In other words, a price for the lender financing your operations is that the lender will receive the proceeds of claims against your unsecured creditors. Many courts will not permit this. But the practice is not unheard of in certain circumstances. When being asked to extend post-petition trade credit, a vendor may condition credit on a waiver of preference claims, if any.
Unused line fees
Another key concept revolves around unused line fees, which are the fees paid for money that you’re permitted to borrow (with certain conditions) but don't actually borrow. A lender may provide a $10 million credit line, for example, but it’s conditioned on you having sufficient working capital (accounts receivable and inventory) to justify the advances under agreed-upon advance rates.
Additionally, be wary of oversized bankruptcy loans. This is when the stated loan-facility amount far exceeds the amount you’re projected (or able) to borrow. Having the extra can sound like a positive but you pay a fee for the excess.
It's also important to remember that when calculating the cost of money, you should not simply look at the rate of interest. The question is how much will be borrowed and what will be the aggregate of interest plus all of the extras.

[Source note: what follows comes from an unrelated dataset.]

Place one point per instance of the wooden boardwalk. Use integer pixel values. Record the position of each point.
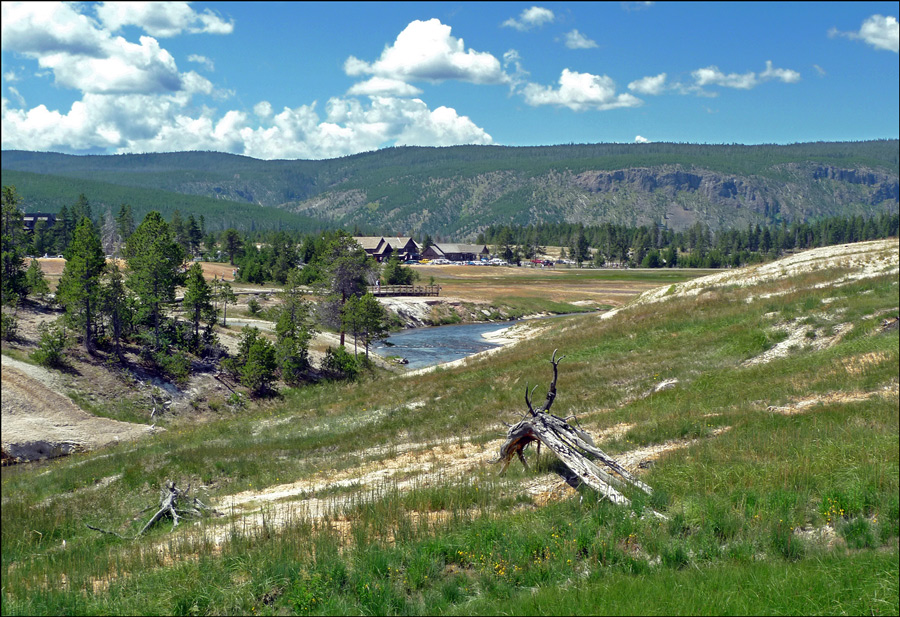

When fees are added to interest, and when the loan will be outstanding for a limited time, the total amount of dollars paid to the lender during the life of the loan divided by the amount of dollars actually borrowed from the lender can dwarf the stated interest rate.
There's also the matter of administrative claims. Lenders typically won't approve a line item in the 13-week budget for 503(b) (9) claims. As a result, if the chapter 11 case fails, there is risk of such administrative claims not being paid in whole or in part.
Track lenders’ progress
A 13- week budget is prepared on a cash basis rather than on an accrual basis. Thus, it is difficult to determine profitability. However, when the budget reflects the weekly borrowing base, there is some insight into whether your business is continuing to erode.
The prudent creditors committee in a chapter 11 case will demand information on sales (versus receipts), margins, backlog, year-over-year performance and will drill down to get to your "normalized" operations post-petition. Normalized operations are operations without all of the baggage of the bankruptcy – professional fees, court costs, filing fees, extra bank fees, and so on. They also may be a snapshot of your company as if it were not still burdened by assets or businesses held for sale.
The United States Trustee (part of the Department of Justice) oversees the administration of bankruptcy cases. One of its requirements is the filing of monthly operating reports. These reports usually are on a cash flow basis. They should not be heavily relied upon for an accurate picture of your post-petition operations. They don't provide much insight into the level of risk in providing post-petition credit.
DIP budgets tend to be constructed on a conservative basis with regard to things like the amount of post-petition credit expected and revenues. There’s typically a temptation on your part to tell the lender and the creditors committee that it beat its budget, but beating your budget is not all that significant; it can simply be the result of timing differences or very conservative assumptions.
Finally, financing in chapter 11 is subject to default triggers. These include exceeding permissible line item variances in the budget, exceeding the permissible variance in the overall budget, or missing milestones required as a condition to continued financing.
The milestones can include a deadline to obtain a contract of sale for the business, deadline for filing a plan of reorganization, deadline by which to commence a liquidation, and so on. Re-evalute the amount of post-petition credit, and when that credit should be reeled in, when approaching key milestones.
This might seem like a lot to understand. But amid our latest bout of economic turmoil, it makes sense to prepare to navigate the complexities of the bankruptcy process with an eye on what the lenders' goals are.